Manuel Rengifo Cardenas (December 31, 1793 - March 16, 1845) was a Chilean politician. He was Minister of Finance.

== Early life ==
He was son of Francisco Javier Rengifo and Ana Josefa Cardenas Vial. At 15 years old, he supported his mother and siblings.

After the disaster of the Battle of Rancagua (1814) he migrated to Mendoza, Argentina. Ruined several times for bad business, their economic situation improved in Santiago organizing the famous Coffee of the Union.

== Marriage and children ==
Manuel Rengifo was first married to Dolores Vial Formas (parents Manuel Vial), a widower marries Rosario Vial Formas, both daughters of Agustín Vial Santelices.

== Public life ==
On June 19, 1830, he was named finance minister in the administration of Don José Tomás Ovalle. In this position it fit to make an immense task. The country was in the scariest economic deficit when he took over the ministry. One of the most remarkable works of Rengifo, as finance minister, he was the tax and customs reform. Together with it introduced a rigorous economy in public expenditures. Tidied up the mess of debt, both internal and external.

Ovalle, satisfied with the achievements of the Minister Rengifo, who remained in office until his death in 1831, after this Rengifo remained vice president of Fernando Errázuriz Aldunate and the official presidency José Joaquín Prieto.

Rengifo, part of a moderate faction of the conservaties, distanced himself from Diego Portales's authoritarianism. He considered running in the 1836 presidential election.

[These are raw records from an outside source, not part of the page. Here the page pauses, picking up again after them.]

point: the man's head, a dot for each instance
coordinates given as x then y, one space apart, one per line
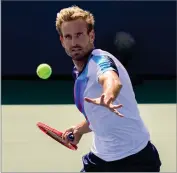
76 29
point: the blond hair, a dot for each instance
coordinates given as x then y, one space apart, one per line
74 13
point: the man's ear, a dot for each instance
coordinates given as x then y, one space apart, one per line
61 39
92 36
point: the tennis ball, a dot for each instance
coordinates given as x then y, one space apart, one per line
44 71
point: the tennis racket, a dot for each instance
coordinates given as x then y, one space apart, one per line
57 135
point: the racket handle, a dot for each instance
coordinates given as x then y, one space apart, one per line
70 137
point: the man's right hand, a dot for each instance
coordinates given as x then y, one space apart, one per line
77 135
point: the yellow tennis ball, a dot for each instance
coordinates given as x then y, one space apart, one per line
44 71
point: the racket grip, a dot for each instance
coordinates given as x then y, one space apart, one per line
70 137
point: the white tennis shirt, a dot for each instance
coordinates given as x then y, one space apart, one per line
114 137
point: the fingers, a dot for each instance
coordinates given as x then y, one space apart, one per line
66 133
89 100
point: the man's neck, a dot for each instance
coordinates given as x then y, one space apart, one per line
79 64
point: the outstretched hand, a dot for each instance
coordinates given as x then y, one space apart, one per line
106 101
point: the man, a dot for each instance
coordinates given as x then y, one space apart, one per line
103 93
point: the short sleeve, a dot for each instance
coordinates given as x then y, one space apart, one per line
104 63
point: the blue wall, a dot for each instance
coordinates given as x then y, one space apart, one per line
29 36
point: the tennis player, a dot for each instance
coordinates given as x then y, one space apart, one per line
103 93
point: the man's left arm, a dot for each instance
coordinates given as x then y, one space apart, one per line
111 83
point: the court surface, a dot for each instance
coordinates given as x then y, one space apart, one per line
26 149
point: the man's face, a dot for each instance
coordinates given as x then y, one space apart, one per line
75 38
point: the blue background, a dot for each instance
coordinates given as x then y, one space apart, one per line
29 36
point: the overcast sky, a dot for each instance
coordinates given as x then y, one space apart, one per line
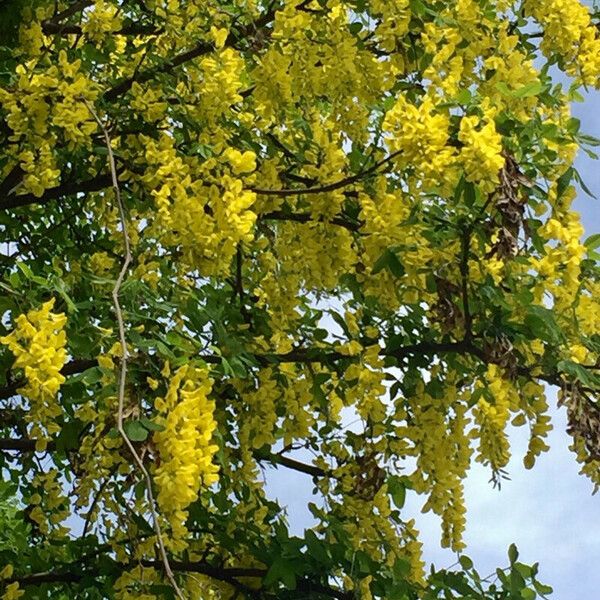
549 512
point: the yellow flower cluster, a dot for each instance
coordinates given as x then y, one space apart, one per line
435 435
562 261
38 343
185 446
568 31
100 20
491 418
208 222
481 154
420 133
42 105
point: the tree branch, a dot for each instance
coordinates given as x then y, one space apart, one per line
65 189
200 49
53 28
328 187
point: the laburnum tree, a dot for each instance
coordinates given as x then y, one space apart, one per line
243 238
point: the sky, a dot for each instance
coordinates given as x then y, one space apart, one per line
548 512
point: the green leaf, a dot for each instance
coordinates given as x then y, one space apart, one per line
563 182
135 431
397 490
281 570
584 187
68 438
388 260
151 425
592 242
579 372
316 548
531 89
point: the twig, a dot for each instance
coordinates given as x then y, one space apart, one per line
328 187
123 373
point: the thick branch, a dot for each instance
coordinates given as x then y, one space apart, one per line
279 215
329 187
228 575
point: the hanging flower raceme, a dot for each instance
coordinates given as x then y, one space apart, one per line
185 445
38 343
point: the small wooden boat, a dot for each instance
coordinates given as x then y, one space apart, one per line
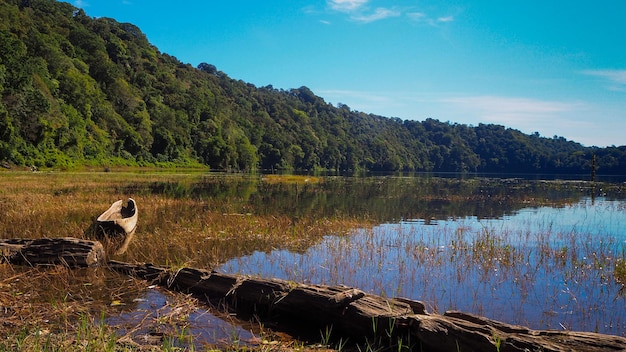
116 226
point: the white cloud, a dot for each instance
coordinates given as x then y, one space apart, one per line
445 19
416 16
424 18
528 115
379 14
346 5
615 78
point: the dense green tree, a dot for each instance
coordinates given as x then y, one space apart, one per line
80 90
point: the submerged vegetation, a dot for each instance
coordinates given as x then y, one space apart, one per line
77 90
373 233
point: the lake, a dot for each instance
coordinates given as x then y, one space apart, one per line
543 254
543 267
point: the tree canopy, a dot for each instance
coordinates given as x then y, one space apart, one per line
77 90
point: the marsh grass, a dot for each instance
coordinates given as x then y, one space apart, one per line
184 220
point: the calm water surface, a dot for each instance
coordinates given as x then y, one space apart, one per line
542 267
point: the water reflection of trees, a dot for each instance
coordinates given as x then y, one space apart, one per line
382 198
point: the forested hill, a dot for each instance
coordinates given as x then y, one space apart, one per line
77 90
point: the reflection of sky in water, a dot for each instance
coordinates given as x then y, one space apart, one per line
148 317
436 264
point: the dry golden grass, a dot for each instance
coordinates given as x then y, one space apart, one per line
54 306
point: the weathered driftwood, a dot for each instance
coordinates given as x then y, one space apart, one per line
116 226
73 252
353 312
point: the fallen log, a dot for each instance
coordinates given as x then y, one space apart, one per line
351 312
72 252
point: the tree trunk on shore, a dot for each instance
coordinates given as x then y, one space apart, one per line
314 308
352 312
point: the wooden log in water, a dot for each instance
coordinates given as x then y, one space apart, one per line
68 251
454 331
352 312
346 309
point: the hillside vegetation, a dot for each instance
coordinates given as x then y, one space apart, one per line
77 90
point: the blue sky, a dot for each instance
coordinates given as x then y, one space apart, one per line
553 67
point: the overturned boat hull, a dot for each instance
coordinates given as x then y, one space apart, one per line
116 226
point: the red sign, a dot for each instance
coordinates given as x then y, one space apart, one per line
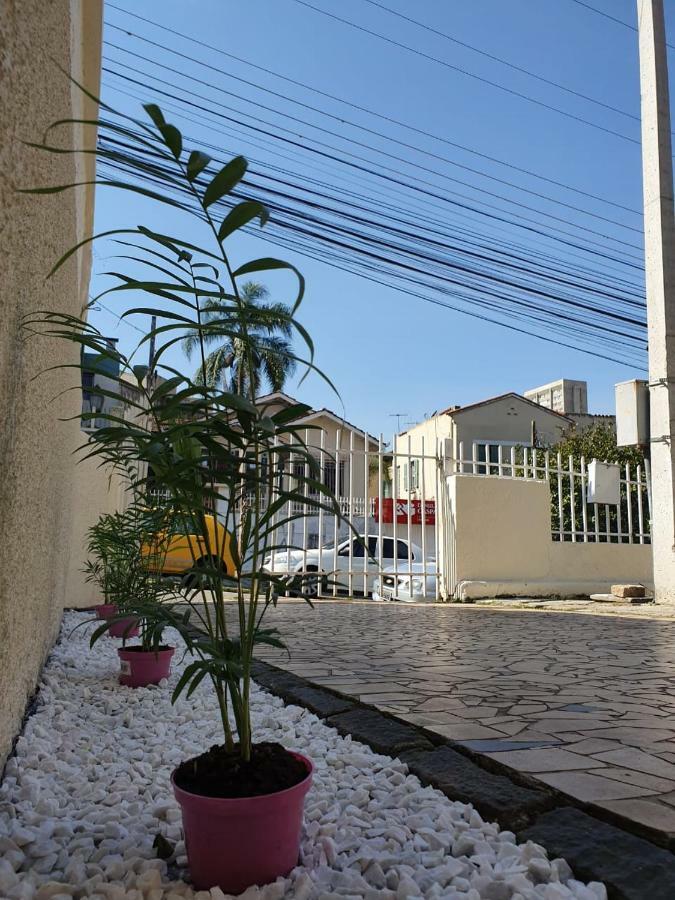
403 509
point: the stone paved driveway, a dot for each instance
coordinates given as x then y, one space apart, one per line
583 703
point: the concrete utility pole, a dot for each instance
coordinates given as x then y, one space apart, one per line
659 226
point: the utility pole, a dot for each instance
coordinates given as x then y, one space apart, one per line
659 227
151 353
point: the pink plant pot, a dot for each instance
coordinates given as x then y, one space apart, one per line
139 668
106 611
233 844
126 628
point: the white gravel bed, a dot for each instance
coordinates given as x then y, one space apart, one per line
88 791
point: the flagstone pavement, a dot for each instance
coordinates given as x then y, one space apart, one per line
583 703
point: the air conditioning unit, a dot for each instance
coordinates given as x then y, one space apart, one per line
604 483
632 413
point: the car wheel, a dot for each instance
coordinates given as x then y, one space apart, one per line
191 579
311 584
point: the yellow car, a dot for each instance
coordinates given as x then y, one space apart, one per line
179 551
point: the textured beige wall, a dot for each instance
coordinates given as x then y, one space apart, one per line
503 546
36 488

He held this ministry on September 19, 1831. Shall subrogate the Ministry of Interior (April 13, 1833). On October 28, 1841, he was again elected minister in the government of President Manuel Bulnes Prieto, and deputy in the Ministry of Interior and Foreign Affairs (December 17, 1841). His parliamentary life is summarized in:

- Elected by Castro in 1828, but was not incorporated.
- Deputy for Chiloé (1828–1829)
- Deputy for San Felipe (1840–1843)
- Senator (1834–1837, 1837–1843 and 1843–1852).

He died in the year of his term as senator.